Vous ne pouvez pas vous défiler comme ça, Jean-Bruno Tagne. Les accusations sont graves. On dit que vous avez fait la part belle à la Fécafoot parce que c’est elle qui a commandé le livre…
Je vous retourne la question, puisque je suppose que vous avez lu le livre pour m’interroger : ai-je fait la part belle à la Fécafoot ? Pardonnez-moi, mais c’est n’importe quoi. Je le dis la main sur le cœur et sur tout ce que j’ai de plus cher au monde : je n’ai pas reçu un copeck de la Fécafoot pour écrire ce livre et je n’en étais pas demandeur. Je mets mes contempteurs au défi d’apporter la preuve de leurs allégations.
Les mêmes personnages ont prétendu que j’avais perçu 800 000 FCfa de la Fécafoot en janvier 2015 pour aller à la Coupe d’Afrique des nations en Guinée équatoriale. C’est faux. Je n’y étais pas. J’ai regardé la CAN à Yaoundé au Cameroun. Des journalistes ont effectivement reçu des appuis de la Fécafoot comme c’est souvent la pratique au Cameroun. Mais moi je n’en faisais pas partie. Et la liste est disponible au service presse de la Fécafoot pour ceux qui sont vraiment animés par la recherche de la vérité. Il y en a qui ont perçu de l’argent et n’ont pas effectué le voyage. C’est un détournement de fonds. J’espère que la Fécafoot va les poursuivre devant la justice.
Sous la cagoule lâchement confortable de l’anonymat, on peut écrire toute sorte d’ineptie. Il faut au demeurant rappeler à vos lecteurs que le fameux texte qui m’incrimine est signé d’un pseudonyme. C’est vous dire le niveau de crédit qu’on peut lui accorder. C’est bien dommage que des « journalistes » n’aient pas le courage d’assumer ce qu’ils publient. Les mêmes ont écrit que Bell Joseph Antoine avait été corrompu par la Fécafoot à hauteur de dizaines de millions. Décidément ils voient l’argent partout. Comme ce sont des mercenaires sans envergure au service d’un homme qui digère mal sa déchéance, ils pensent que tout le monde peut se constituer esclave du Cfa. Eh bien, dites-leur de ma part que je ne fais pas partie de leur caste !
Vous pensez donc qu’il s’agit d’un acharnement contre vous ? Et pourquoi donc ?
Je n’aime pas beaucoup la victimisation. La réponse à votre question est dans mon livre. Le site donc vous parlez est financé par un ancien Lion sèchement déchu à qui je consacre quelques sympathiques pages dans « La tragédie des Lions Indomptables ». Incapables d’apporter des réponses intellectuelles à ce qui est dit de leur dieu, ils sont allés fouiller là où ils se sentent le mieux : dans la fange, mieux dans les caniveaux.

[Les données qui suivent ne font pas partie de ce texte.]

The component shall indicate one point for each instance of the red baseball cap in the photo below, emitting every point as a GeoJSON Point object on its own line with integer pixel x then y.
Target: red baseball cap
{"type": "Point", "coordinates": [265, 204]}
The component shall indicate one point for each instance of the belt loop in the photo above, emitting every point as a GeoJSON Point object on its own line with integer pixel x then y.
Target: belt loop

C’est fou ce qu’un homme peut être si célèbre et ne pas savoir trouver des gens intelligents et au moins élégants pour l’aider à faire ses basses besognes. Quand vous menez des combats d’une telle bassesse, ayez au moins la jugeote de choisir des combattants qui peuvent élever le niveau et lui donner une apparente légitimité. L’objectif de cette manœuvre abjecte est simple : tuer « La tragédie des Lions Indomptables ». Hélas ! c’est si cousu de fil blanc que cela me fait une petite publicité que je n’ai pas demandée. « Programmés pour échouer » a vécu ; « La tragédie des Lions Indomptables » vivra. On peut me jeter tous les anathèmes qu’on veut maintenant, mais dans 5 ans, 10 ans, 20 ans et plus, ce sont les livres que j’ai écrits qui resteront et non les calomnies et les injures que me profèrent des individus en panne d’arguments. Des gens avant moi ont écrit. J’essaie modestement de suivre leurs pas. Nous avons choisi d’écrire l’histoire. Pour m’arrêter, il en faut un peu plus que des ragots de tournedos.
Quel est le programme de présentation de « La tragédie des Lions indomptables » ?

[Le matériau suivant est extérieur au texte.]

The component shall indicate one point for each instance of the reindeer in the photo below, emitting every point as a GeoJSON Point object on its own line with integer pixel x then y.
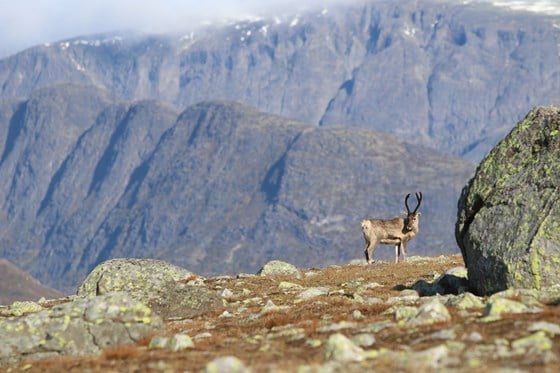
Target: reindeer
{"type": "Point", "coordinates": [397, 231]}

Une cérémonie de dédicace suivie d’un débat se prépare. Elle aura lieu à Yaoundé avant le 20 mai prochain. J’y travaille avec mon éditeur. S’agissant de Douala et d’autres villes, cela se fera selon la disponibilité de mon éditeur. Je vous tiendrai au courant du programme quand il sera arrêté. Je suis en déplacement en ce moment et dès mon retour en fin de semaine, les choses devraient pouvoir bouger. Enfin, publiquement, on mettra la balle au centre pour parler des choses sérieuses. Ceux qui veulent des vrais débats ne se laisseront pas distraire. En ce qui me concerne, je n’ai rien à cacher.